I did great on all my service knowledge, but even though I passed the test I know I have a weakness in deploying AI services. I need to brush up on certain technologies around that part of the discipline.

I count this as a fun certification. You get to work with a lot of cool technology and dive a little into the world of Data Science and Machine Learning. I would encourage anyone who is interested in working with AI to attempt this certification. Even if you don’t plan to be a data scientist, you will likely one day need to work with the output of the data science pipeline—an AI. And Microsoft has given the AI Engineer a lot of great tools to work with.

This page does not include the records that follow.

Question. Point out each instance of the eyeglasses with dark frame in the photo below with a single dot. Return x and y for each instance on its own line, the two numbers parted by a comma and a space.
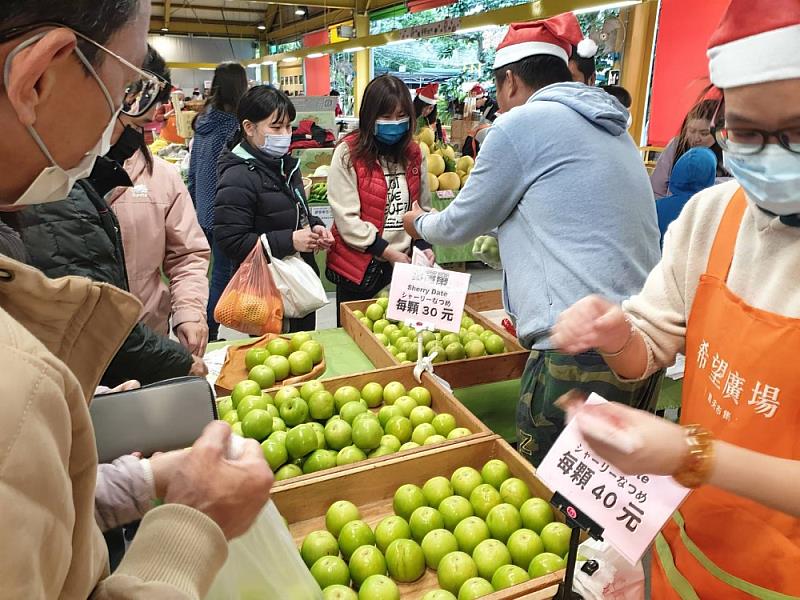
148, 86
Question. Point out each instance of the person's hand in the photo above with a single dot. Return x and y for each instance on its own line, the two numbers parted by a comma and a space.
395, 256
305, 240
231, 491
199, 368
164, 466
193, 337
635, 441
592, 322
325, 241
410, 217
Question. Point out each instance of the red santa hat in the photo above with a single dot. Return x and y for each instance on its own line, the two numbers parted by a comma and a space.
428, 93
554, 36
756, 41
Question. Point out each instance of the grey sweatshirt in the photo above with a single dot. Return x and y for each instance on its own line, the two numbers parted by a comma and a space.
564, 184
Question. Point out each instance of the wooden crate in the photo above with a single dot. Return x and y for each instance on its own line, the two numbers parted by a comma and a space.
372, 488
442, 400
458, 373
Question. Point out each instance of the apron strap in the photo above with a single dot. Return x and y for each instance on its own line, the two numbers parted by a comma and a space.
719, 261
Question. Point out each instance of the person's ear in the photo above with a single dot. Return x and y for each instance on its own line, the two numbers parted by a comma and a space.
31, 79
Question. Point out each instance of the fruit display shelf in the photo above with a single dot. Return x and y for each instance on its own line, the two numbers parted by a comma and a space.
442, 401
372, 487
458, 373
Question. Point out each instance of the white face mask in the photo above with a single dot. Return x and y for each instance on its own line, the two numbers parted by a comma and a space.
55, 182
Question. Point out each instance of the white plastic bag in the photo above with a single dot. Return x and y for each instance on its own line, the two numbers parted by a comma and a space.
264, 563
300, 288
616, 579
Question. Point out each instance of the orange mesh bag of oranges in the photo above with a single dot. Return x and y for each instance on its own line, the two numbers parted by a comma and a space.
251, 303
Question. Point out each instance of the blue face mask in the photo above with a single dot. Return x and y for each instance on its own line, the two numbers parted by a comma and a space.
771, 178
391, 132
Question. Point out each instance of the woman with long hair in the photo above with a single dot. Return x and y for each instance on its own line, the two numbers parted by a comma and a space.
376, 174
212, 129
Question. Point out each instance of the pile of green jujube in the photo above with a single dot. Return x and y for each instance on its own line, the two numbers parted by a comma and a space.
309, 429
480, 531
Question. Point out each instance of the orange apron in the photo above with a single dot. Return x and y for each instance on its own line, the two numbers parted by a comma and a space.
742, 384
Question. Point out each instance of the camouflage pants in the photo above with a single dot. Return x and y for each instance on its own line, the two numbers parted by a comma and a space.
548, 375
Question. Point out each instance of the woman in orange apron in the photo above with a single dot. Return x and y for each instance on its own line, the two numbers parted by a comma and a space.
727, 295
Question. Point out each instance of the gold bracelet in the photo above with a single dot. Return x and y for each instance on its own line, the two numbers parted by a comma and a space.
695, 469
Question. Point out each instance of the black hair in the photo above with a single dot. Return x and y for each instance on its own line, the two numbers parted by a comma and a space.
586, 65
96, 19
620, 93
536, 71
262, 102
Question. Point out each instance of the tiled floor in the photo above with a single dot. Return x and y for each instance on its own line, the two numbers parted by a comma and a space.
483, 279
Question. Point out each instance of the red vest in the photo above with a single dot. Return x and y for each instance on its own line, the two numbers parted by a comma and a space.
372, 191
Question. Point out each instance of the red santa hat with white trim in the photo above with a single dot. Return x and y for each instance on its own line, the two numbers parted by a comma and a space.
428, 93
756, 41
555, 36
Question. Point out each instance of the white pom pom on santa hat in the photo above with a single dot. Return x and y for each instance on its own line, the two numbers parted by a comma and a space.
587, 48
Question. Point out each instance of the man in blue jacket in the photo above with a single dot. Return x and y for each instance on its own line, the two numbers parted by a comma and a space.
563, 183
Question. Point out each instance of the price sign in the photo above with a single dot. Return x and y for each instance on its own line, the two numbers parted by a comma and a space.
631, 509
428, 296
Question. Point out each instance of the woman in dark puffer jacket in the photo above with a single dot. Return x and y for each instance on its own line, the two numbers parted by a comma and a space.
261, 190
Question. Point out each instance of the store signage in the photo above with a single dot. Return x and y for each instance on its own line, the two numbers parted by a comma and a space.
432, 29
631, 509
428, 296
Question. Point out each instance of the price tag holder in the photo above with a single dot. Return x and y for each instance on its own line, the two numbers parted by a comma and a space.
430, 297
630, 509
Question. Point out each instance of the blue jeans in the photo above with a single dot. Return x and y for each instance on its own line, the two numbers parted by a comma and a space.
221, 272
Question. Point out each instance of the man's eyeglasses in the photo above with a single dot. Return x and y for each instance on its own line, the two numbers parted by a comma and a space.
144, 89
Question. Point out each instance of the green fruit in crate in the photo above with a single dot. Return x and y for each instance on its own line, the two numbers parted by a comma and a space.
392, 391
515, 491
372, 394
423, 520
378, 587
390, 529
366, 561
353, 535
465, 480
495, 472
437, 489
470, 532
345, 394
339, 592
436, 544
455, 509
524, 545
508, 576
536, 513
257, 424
284, 394
280, 347
489, 556
454, 570
243, 389
255, 356
300, 441
422, 432
274, 453
318, 544
407, 499
544, 564
474, 588
330, 570
405, 561
444, 423
287, 472
338, 434
349, 455
339, 514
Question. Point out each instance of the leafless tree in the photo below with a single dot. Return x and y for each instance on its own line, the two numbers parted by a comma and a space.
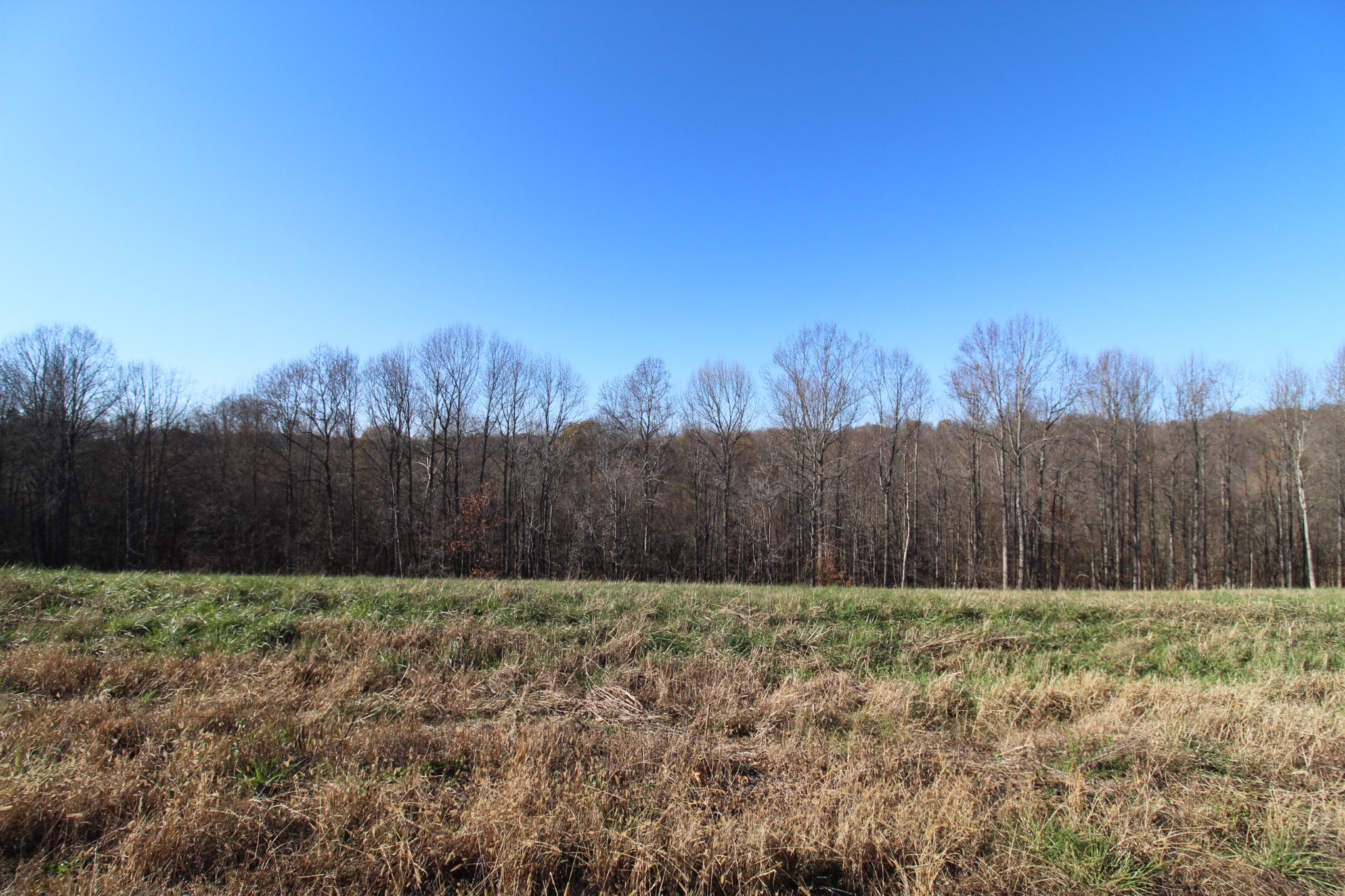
393, 398
898, 390
150, 414
817, 393
718, 406
1023, 377
557, 395
1290, 403
60, 382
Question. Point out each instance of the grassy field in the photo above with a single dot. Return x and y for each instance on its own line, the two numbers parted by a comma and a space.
232, 734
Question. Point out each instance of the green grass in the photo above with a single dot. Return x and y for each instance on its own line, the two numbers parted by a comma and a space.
1215, 636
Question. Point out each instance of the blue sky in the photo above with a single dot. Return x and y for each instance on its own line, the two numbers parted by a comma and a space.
221, 186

How do I plan to use this new certification? Well, by developing AI solutions of course. Right now I have a prototype QnA bot created that I’m building out. I only have a web connection created for it now, but the plan is to build it out to other channels like Facebook Messenger, Twilio SMS, and even email. I have also found many uses for the Form Recognizer and the possibilities for LUIS are endless.

Yesterday I even spent the afternoon building out a residential property assessment AI in Tensorflow – yes, and I’m not even a data scientist, so it’s not that hard if you have some development experience and you aren’t too scared of math.

AI will be embedded in everything soon. Edge Computing is on the rise. As a developer, you can’t afford to ignore this sector of the development world. And I think the AI-100 is the perfect way to jump in and start learning more about Artificial Intelligence.